Il n’y avait donc aucun ouvrage évoquant ceux qui étaient restés vivre en Algérie après la libération.
D’ailleurs le fait qu’aucune étude n’en parle, alimentait cette idée répandue en France que, de toute façon , il n’y avait pas de quoi en parler puisqu’ils se sont tous faits massacrer. 
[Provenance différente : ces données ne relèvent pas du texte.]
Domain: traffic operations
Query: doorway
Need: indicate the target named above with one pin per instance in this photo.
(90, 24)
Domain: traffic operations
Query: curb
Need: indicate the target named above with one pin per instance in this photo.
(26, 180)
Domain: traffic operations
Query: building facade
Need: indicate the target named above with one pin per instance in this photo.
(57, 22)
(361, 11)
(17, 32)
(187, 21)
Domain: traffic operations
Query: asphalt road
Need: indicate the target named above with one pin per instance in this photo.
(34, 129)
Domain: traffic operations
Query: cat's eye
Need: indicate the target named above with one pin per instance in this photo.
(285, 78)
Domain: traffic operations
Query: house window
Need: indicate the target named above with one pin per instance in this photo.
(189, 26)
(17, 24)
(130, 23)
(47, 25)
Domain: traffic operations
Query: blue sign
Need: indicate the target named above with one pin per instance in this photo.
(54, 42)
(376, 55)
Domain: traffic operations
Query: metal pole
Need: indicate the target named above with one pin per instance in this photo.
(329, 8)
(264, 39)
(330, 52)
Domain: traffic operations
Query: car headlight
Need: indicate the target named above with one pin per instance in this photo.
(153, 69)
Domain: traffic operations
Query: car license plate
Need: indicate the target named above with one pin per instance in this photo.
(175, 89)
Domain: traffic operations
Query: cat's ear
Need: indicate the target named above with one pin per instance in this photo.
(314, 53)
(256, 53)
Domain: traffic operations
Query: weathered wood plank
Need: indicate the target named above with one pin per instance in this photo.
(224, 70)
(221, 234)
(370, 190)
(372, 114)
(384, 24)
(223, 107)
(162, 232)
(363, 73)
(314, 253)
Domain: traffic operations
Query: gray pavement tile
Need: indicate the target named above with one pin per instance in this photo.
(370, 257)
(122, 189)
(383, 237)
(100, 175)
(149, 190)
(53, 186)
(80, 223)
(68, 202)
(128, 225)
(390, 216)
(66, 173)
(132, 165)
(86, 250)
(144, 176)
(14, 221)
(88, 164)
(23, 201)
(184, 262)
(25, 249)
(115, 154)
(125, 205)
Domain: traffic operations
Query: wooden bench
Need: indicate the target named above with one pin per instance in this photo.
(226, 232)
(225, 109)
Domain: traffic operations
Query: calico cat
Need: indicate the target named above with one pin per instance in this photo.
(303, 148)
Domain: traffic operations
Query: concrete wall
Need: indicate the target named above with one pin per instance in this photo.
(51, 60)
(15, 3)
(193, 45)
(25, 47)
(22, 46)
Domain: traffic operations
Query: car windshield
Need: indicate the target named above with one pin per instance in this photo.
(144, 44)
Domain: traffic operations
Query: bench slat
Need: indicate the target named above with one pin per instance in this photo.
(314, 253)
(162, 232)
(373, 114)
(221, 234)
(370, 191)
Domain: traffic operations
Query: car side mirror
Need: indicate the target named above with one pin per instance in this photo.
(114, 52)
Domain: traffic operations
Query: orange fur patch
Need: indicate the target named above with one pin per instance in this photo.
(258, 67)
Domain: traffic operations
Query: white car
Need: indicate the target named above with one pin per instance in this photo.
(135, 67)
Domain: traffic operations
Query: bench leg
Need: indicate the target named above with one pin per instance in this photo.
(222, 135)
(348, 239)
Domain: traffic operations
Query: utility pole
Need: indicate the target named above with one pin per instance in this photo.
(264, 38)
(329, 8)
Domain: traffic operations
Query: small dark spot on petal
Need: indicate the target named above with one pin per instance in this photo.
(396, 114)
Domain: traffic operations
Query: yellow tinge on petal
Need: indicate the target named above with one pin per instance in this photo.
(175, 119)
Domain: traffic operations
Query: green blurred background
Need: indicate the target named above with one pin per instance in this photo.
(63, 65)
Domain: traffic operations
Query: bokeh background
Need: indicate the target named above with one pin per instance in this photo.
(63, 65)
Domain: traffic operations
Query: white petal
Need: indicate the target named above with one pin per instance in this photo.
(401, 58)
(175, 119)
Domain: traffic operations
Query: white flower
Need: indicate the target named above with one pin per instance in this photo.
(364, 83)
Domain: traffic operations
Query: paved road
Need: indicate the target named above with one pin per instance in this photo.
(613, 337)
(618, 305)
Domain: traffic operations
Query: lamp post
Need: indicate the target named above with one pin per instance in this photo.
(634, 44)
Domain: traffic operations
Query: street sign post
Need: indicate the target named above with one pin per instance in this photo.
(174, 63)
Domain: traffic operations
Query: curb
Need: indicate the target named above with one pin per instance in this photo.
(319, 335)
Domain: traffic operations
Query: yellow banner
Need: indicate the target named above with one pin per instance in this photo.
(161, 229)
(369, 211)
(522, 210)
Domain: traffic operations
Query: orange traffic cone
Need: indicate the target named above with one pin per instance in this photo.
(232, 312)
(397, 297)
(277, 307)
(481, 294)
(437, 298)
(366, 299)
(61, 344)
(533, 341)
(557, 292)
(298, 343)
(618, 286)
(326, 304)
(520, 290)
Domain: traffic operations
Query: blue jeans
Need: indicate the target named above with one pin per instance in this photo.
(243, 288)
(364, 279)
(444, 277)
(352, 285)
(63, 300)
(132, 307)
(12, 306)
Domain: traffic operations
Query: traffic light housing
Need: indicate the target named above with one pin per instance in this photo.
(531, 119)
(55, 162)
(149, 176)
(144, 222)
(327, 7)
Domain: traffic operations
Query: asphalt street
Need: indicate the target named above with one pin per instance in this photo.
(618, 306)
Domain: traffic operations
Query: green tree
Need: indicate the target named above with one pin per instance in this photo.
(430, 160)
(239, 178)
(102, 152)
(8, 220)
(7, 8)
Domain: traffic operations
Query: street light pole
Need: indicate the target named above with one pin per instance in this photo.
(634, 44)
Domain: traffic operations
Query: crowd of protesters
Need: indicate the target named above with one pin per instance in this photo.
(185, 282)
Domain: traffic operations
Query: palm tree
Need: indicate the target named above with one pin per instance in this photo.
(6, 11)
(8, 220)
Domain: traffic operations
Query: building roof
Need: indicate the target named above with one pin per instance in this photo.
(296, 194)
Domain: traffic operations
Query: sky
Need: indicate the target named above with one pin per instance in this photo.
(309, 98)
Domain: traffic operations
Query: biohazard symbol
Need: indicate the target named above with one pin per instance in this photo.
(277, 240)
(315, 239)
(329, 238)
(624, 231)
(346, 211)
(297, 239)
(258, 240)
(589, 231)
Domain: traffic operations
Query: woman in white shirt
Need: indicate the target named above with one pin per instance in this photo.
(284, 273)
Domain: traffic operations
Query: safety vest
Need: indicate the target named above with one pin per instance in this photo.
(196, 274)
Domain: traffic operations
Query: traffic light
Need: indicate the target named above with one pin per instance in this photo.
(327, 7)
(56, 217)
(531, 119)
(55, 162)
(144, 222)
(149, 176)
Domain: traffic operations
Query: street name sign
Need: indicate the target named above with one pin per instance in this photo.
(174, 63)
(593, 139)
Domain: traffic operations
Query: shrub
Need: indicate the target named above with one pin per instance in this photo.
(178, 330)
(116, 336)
Pendant trois ans, Pierre Daum est allé très régulièrement en Algérie. Il a effectué cinq séjours de 5-6 semaines à chaque fois, et à chaque fois qu’il partait, il récoltait, auparavant, de nouvelles adresses, de nouveaux contacts de familles de harkis. 
Ce sont des familles qui vivent dans des villages reculés, parce qu’on le sait, le phénomène harkis pendant la guerre, n’est pas un phénomène urbain. Le recrutement par l’armée française ne s’est pas effectué dans les villes. Cela s’est toujours fait dans les villages, dans les montagnes, auprès des plus pauvres.
Pour la réalisation de son enquête, l’historien s’était fixé deux objectifs : parcourir toute l’Algérie, et recueillir les témoignages d’au moins cinquante personnes. Finalement, il en a rencontré plus d’une soixantaine.

« En 62, ces hommes sont retournés dans leurs villages. Et c’est dans leurs villages que 50 ans plus tard, il a fallu que j’aille les retrouver. J’ai parcouru 20 000 km pour écrire ce bouquin. Je suis allé dans des villages où les gens n’avaient plus revu de français depuis le départ du dernier militaire en 62 »

Enfin, ce livre, « Le dernier tabou », révèle une chose fondamentale, qui bouscule les idées reçues.
Sur les 450 000 hommes adultes algériens : 250 000 supplétifs, 120 000 appelés, 50 000 militaires de carrière, et 30 000 notables algériens pro-francais (maires, conseillers municipaux, gardes champêtre, etc.) qui ont porté l’uniforme de l’armée française, 30 000 seulement sont venus en France. Ils étaient accompagnés de leurs femmes et enfants soit au total 80 000 personnes et qui, nous le savons, ont été scandaleusement maltraités à leur arrivée : camps d’internement, relégation sociale etc.

L’immense majorité de ces hommes adultes algériens, que l’on appelait « musulmans » en langage colonial, était restée vivre en Algérie sans avoir été assassinée.
« C’est la grande révélation de mon livre qui remet en cause les versions officielles en France et en Algérie. »

Désormais la grande question est et reste « combien ont été tués ? »

« Mon enquête montre bien qu’il y a eu des milliers de harkis qui ont été abattus à la libération. 1962-63 a été une année d’extrême violence (rafle, emprisonnement, sévices corporels, assassinats) contre ceux qui étaient considérés comme étant du côté des français.
Cependant, ils ne dépassent pas quelques dizaines de milliers de morts. Il n’y a pas eu un massacre généralisé de tous les harkis en Algérie. Il y a eu des milliers d’assassinats majoritairement ponctuels. Cela signifie donc, que ceux qui n’ont pas fui pour la France, et qui n’ont pas été exécutés, et ils sont nombreux, ont vécu en Algérie après la l’indépendance »

L’ouvrage de Pierre Daum a reçu un accueil très positif de toutes les personnes qui s’intéressent sereinement à l’histoire de l’Algérie. La communauté des historiens, et plusieurs enfants de harkis en France, qui essaient de s’extraire du récit familial, ont eux aussi apprécié le fruit de cette enquête.
En Algérie, la sortie du livre a mis un peu plus de temps mais a finalement été publié.